Après des plaintes de blessés, le parquet à compétence militaire de Rennes avait ouvert une enquête, confiée à l’inspection générale de la gendarmerie nationale et toujours en cours. La DGGN a déclaré à Libération et Mediapart que « les enregistrements disponibles » avaient « été mis à la disposition exclusive de la justice », déclinant tout commentaire à leur sujet.
« Si ces images révélaient d’autres infractions pénales que celles dont il était saisi, la procédure prévoit que le service d’enquête en informe le parquet. Ce qui n’a pas été le cas », leur a répondu quant à lui le procureur de Rennes.
Dans un communiqué publié mercredi, les blessés ayant porté plainte ont déploré que « la manière dont a été conduite cette enquête laisse clairement apparaître l’intention de classer sans suite » la procédure. « Nous avons aujourd’hui les preuves audio et vidéo de ce dont nous nous doutions : les actes qui ont causé tant de blessures et fait frôler la mort à nombre d’entre nous ne sont pas l’œuvre d’individus particulièrement violents, mais découlent de l’ordre donné par une institution », ajoutent-ils.
« Mes clients réclament tous l’ouverture d’une information judiciaire. Pour qu’un juge d’instruction puisse compléter les investigations de l’IGGN qui sont très, très insuffisantes à ce stade », a dit à l’AFP leur avocate, Me Chloé Chalot.







7 commentaires
Les mégabasses divisent autant les militants écologistes que les agriculteurs. La violence ne résoudra rien, un dialogue s’impose.

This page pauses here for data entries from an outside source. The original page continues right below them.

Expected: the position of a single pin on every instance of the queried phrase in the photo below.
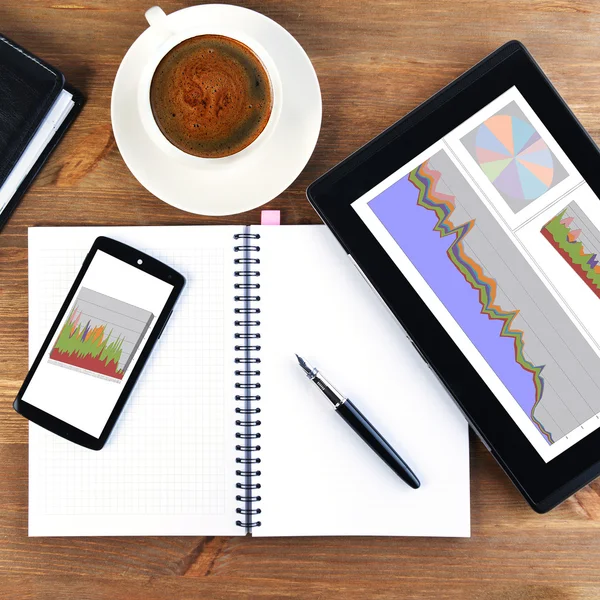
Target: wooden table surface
(375, 61)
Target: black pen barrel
(377, 442)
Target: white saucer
(257, 176)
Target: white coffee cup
(168, 35)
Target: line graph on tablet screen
(493, 294)
(100, 335)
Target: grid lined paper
(168, 467)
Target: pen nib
(303, 364)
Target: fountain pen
(361, 425)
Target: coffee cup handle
(157, 19)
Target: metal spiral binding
(247, 346)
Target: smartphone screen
(83, 370)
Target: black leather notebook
(36, 108)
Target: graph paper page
(169, 466)
(323, 479)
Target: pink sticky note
(270, 217)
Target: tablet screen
(500, 236)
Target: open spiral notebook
(223, 434)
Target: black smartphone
(100, 341)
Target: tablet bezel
(544, 485)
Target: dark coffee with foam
(211, 96)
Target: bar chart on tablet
(493, 294)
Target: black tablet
(476, 218)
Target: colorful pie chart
(514, 157)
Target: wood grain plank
(375, 61)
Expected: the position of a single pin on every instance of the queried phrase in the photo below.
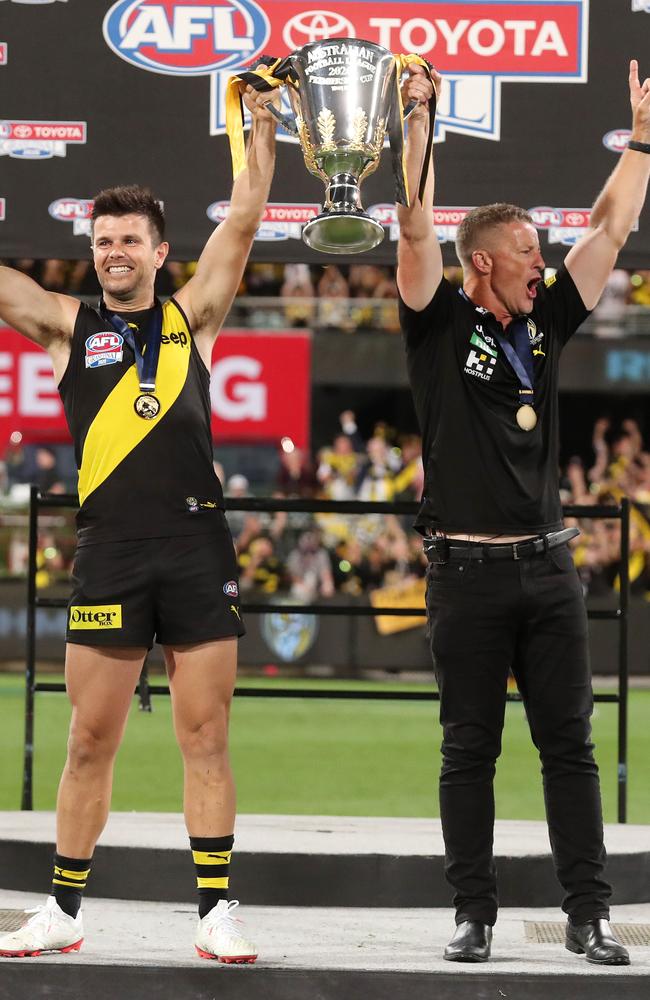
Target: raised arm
(207, 297)
(47, 318)
(591, 261)
(419, 259)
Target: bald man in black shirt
(503, 593)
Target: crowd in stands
(344, 298)
(621, 468)
(310, 556)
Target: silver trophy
(343, 93)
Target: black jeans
(487, 617)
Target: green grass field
(323, 756)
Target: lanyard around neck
(146, 359)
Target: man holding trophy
(155, 557)
(503, 593)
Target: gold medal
(526, 417)
(148, 406)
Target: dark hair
(131, 199)
(476, 222)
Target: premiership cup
(343, 93)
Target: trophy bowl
(342, 92)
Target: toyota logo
(314, 25)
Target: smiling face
(510, 266)
(126, 258)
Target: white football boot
(218, 935)
(49, 929)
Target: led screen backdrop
(534, 110)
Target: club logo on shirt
(104, 348)
(481, 363)
(535, 337)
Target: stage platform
(139, 950)
(312, 860)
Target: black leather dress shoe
(596, 941)
(470, 943)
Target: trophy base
(343, 232)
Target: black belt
(441, 549)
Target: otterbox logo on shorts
(96, 616)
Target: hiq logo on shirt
(481, 363)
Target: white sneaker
(218, 935)
(50, 929)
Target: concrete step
(135, 949)
(312, 860)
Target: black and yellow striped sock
(212, 861)
(69, 881)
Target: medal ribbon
(520, 356)
(146, 360)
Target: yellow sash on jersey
(117, 429)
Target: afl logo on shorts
(104, 348)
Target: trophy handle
(285, 120)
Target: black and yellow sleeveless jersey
(140, 478)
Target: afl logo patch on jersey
(104, 348)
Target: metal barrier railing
(145, 689)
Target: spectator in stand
(263, 279)
(237, 486)
(298, 285)
(377, 475)
(608, 317)
(296, 477)
(260, 568)
(409, 481)
(47, 476)
(310, 569)
(333, 307)
(338, 464)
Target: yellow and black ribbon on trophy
(272, 72)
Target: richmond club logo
(186, 38)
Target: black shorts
(179, 590)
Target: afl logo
(105, 341)
(69, 209)
(616, 140)
(184, 38)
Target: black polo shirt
(483, 474)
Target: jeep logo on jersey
(184, 38)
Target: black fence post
(624, 580)
(27, 799)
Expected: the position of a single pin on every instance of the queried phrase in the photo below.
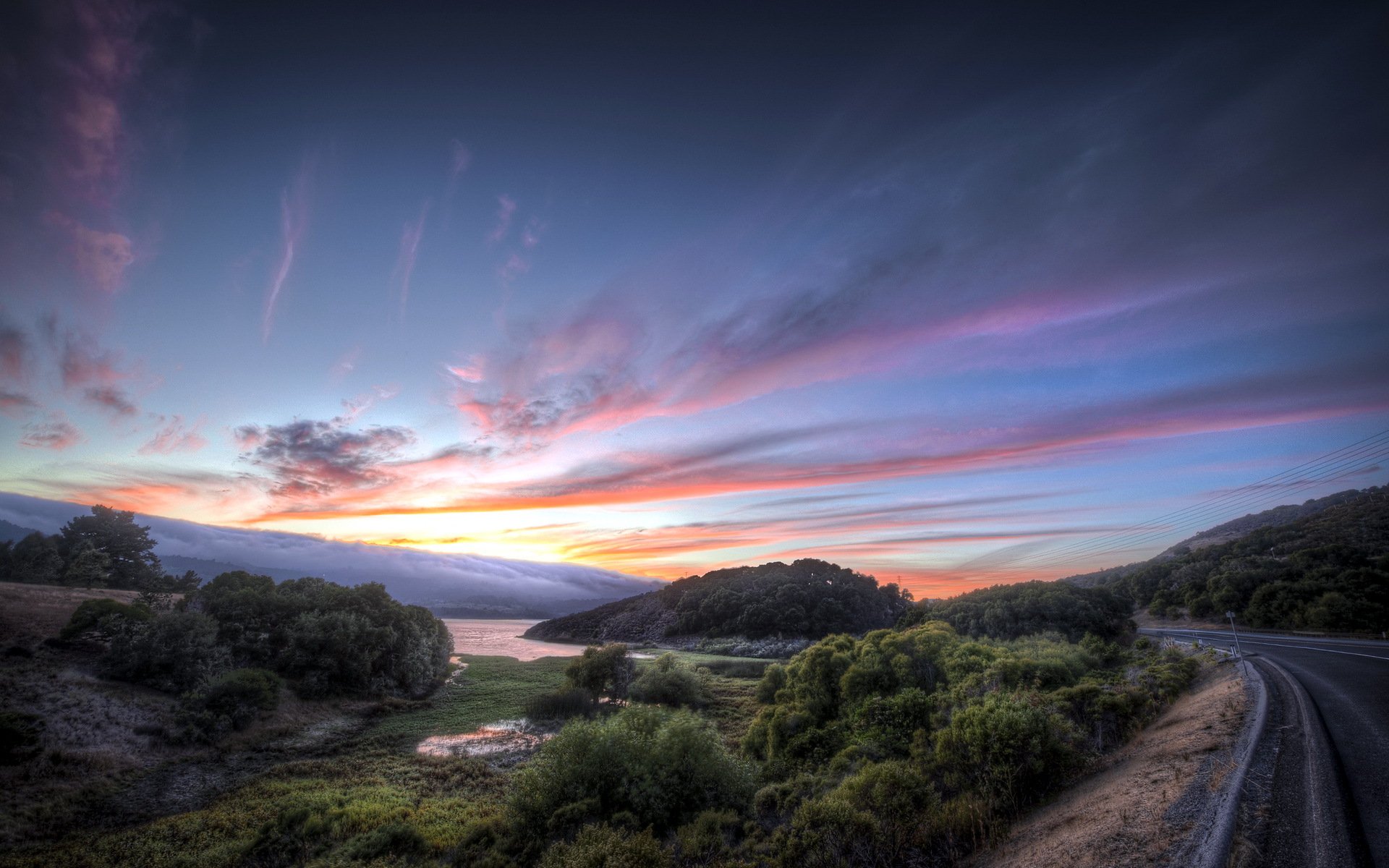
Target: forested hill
(807, 599)
(1327, 571)
(1223, 534)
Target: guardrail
(1381, 637)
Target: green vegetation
(104, 549)
(1007, 611)
(671, 682)
(642, 767)
(912, 745)
(324, 638)
(806, 599)
(1328, 571)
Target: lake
(504, 638)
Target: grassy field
(365, 792)
(489, 689)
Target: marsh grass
(490, 689)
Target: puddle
(490, 741)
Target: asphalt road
(1348, 681)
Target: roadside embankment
(1152, 801)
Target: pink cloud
(14, 354)
(513, 268)
(103, 53)
(506, 210)
(99, 258)
(532, 232)
(175, 436)
(98, 375)
(16, 403)
(56, 434)
(410, 237)
(294, 223)
(347, 363)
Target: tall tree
(125, 543)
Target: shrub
(231, 700)
(670, 682)
(602, 846)
(605, 670)
(175, 652)
(659, 767)
(881, 816)
(18, 736)
(560, 706)
(102, 618)
(1006, 747)
(389, 841)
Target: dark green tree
(125, 543)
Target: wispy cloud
(16, 403)
(57, 434)
(314, 459)
(506, 210)
(14, 354)
(294, 224)
(99, 258)
(175, 435)
(95, 374)
(532, 232)
(755, 463)
(459, 161)
(513, 268)
(410, 237)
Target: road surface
(1348, 682)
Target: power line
(1309, 474)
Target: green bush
(600, 671)
(1007, 749)
(670, 682)
(602, 846)
(231, 700)
(881, 816)
(20, 735)
(560, 706)
(659, 767)
(391, 841)
(175, 652)
(102, 618)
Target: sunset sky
(933, 291)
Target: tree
(125, 543)
(89, 567)
(36, 558)
(602, 670)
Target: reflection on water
(501, 738)
(504, 639)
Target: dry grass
(33, 613)
(1117, 816)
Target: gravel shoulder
(1145, 798)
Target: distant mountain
(13, 532)
(206, 570)
(1223, 534)
(410, 575)
(807, 599)
(1324, 571)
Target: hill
(1325, 571)
(1008, 611)
(1226, 532)
(807, 599)
(13, 532)
(410, 575)
(206, 570)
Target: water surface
(504, 639)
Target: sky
(939, 292)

C’est vrai, mais les tensions sont trop fortes pour un débat constructif. Quelles solutions alternatives existent ?
Les vidéos des gendarmes à Sainte-Soline soulèvent des questions sur l’usage proportionné de la force. Une enquête approfondie est nécessaire pour clarifier les faits.
Les manifestants ont également été violents. Une enquête doit être équitable pour tous.
D’accord, mais il faut aussi entendre la version des gendarmes. Leur sécurité était-elle vraiment menacée ?
5000 grenades en trois heures, c’est énorme. Est-ce vraiment nécessaire face à des manifestants ? J’aimerais comprendre la justification.
Les cocktails molotov lancés visaient les forces de l’ordre. La réponse policière a peut-être été excessive, mais elle avait un but.